The death toll reached 246 on Thursday, 135 of them civilians, according to the Syrian Observatory for Human Rights, a Britain-based monitoring group.
The others killed were pro-government fighters or residents who had taken up arms to defend their villages.
“The toll keeps rising as civilians who were wounded are dying and people who were unaccounted for are found dead,” Observatory head Rami Abdel Rahman told AFP.
State television broadcast footage of the funeral processions in Sweida, showing men in the traditional white caps of the Druze minority exchanging condolences.
Men carried caskets draped in the two-star government flag and pictures of those killed against a backdrop of the rainbow colours that represent the Druze community.
At least 56 jihadists died carrying out the assault.
IS claimed responsibility in a series of statements on its propaganda channels on Wednesday.
It posted gruesome photographs showing jihadists beheading at least four men it said were government fighters it had captured in Sweida.
The assault came after the jihadists suffered a series of defeats that saw them ousted from the last urban pockets of the sprawling cross-border “caliphate” they proclaimed in Iraq and Syria in 2014.

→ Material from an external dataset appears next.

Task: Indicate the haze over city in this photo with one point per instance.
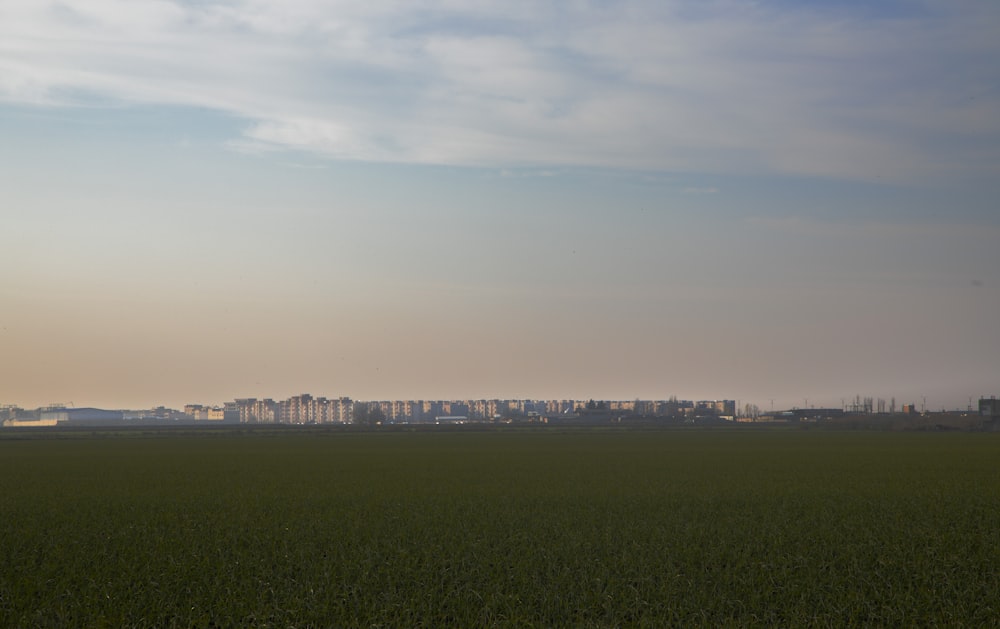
(433, 200)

In May, the last IS fighters in Yarmuk refugee camp in the southern outskirts of Damascus were bused out with their relatives to desert territory still held by the group.
News websites in Sweida alleged that some of the jihadists who took part in Wednesday’s attack had been given safe passage out of Yarmuk.

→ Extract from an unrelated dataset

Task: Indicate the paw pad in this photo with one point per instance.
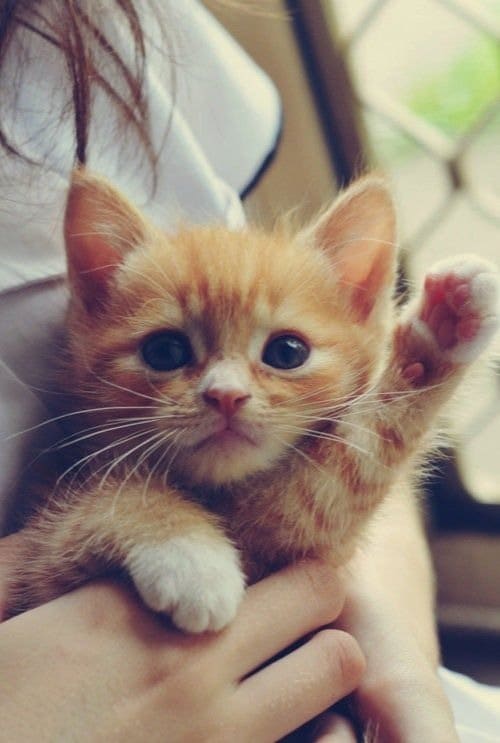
(460, 306)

They posted images that purported to show IS fighters killed in the assault with identification cards showing they were from Yarmuk.
Zeina, a resident of the tiny village of Al-Matuna, said her family woke up to the sound of gunfire and grenade blasts at around 5:30 am (0230 GMT) on Wednesday.

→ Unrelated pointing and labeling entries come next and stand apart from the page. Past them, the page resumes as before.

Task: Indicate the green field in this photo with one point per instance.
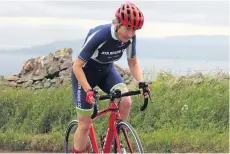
(187, 115)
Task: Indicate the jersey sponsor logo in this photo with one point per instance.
(113, 52)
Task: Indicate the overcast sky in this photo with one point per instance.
(28, 23)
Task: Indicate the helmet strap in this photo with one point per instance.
(116, 29)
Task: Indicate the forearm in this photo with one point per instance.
(136, 71)
(80, 75)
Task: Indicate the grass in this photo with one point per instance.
(185, 116)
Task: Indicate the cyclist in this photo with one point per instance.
(94, 66)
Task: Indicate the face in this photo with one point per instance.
(125, 33)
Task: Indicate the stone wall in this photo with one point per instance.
(49, 71)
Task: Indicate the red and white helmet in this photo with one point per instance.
(130, 16)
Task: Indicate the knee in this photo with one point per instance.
(84, 124)
(126, 102)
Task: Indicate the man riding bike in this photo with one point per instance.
(94, 66)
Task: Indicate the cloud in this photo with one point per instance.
(192, 12)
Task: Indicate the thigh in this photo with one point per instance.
(112, 80)
(79, 94)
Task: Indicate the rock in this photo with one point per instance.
(47, 84)
(54, 69)
(12, 78)
(66, 64)
(28, 84)
(50, 71)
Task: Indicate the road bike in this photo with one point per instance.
(120, 136)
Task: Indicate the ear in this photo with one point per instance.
(115, 22)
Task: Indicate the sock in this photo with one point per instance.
(76, 151)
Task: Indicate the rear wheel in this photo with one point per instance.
(129, 140)
(69, 138)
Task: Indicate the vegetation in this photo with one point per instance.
(186, 116)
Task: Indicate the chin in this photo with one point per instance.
(125, 40)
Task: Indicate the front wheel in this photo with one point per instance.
(129, 140)
(69, 138)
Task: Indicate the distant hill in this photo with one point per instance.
(196, 47)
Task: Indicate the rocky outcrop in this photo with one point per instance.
(48, 71)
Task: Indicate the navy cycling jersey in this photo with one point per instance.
(101, 47)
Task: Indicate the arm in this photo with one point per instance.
(133, 64)
(80, 75)
(91, 43)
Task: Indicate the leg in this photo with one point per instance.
(126, 102)
(112, 81)
(84, 110)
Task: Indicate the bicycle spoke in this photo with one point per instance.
(69, 139)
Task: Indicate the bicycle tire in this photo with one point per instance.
(71, 125)
(131, 130)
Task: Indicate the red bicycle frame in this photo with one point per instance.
(111, 132)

“My relative shot back at one of the fighters outside our home and we heard him scream: ‘The infidels have killed me’,” she told AFP.
Her cousin and his wife were both killed.
“The villages that were attacked were on edge last night, and all the men were on high alert,” Zeina, 32, said on Thursday.
State news agency SANA said dozens were killed in the assault but did not give a specific toll.
It said calm returned to Sweida late on Wednesday after government forces and armed villagers surrounded the IS fighters and killed them.
The assault drew condemnation from the United Nations as well as government allies Russia and Lebanese Shiite militant group Hezbollah.
“We condemn this disgraceful crime, its perpetrators, and anyone who stands behind it and the takfiri (extremist Muslim) ideology that these terrorist groups adopt,” Hezbollah said in a statement on Thursday.
UN humanitarian coordinator in Syria Ali al-Zaatari condemned the “terrorist bombing in Sweida city”, saying all civilians should be protected.
Syria’s Druze minority makes up around three percent of the population. They are regarded as heretics by the Sunni Muslim extremists of IS.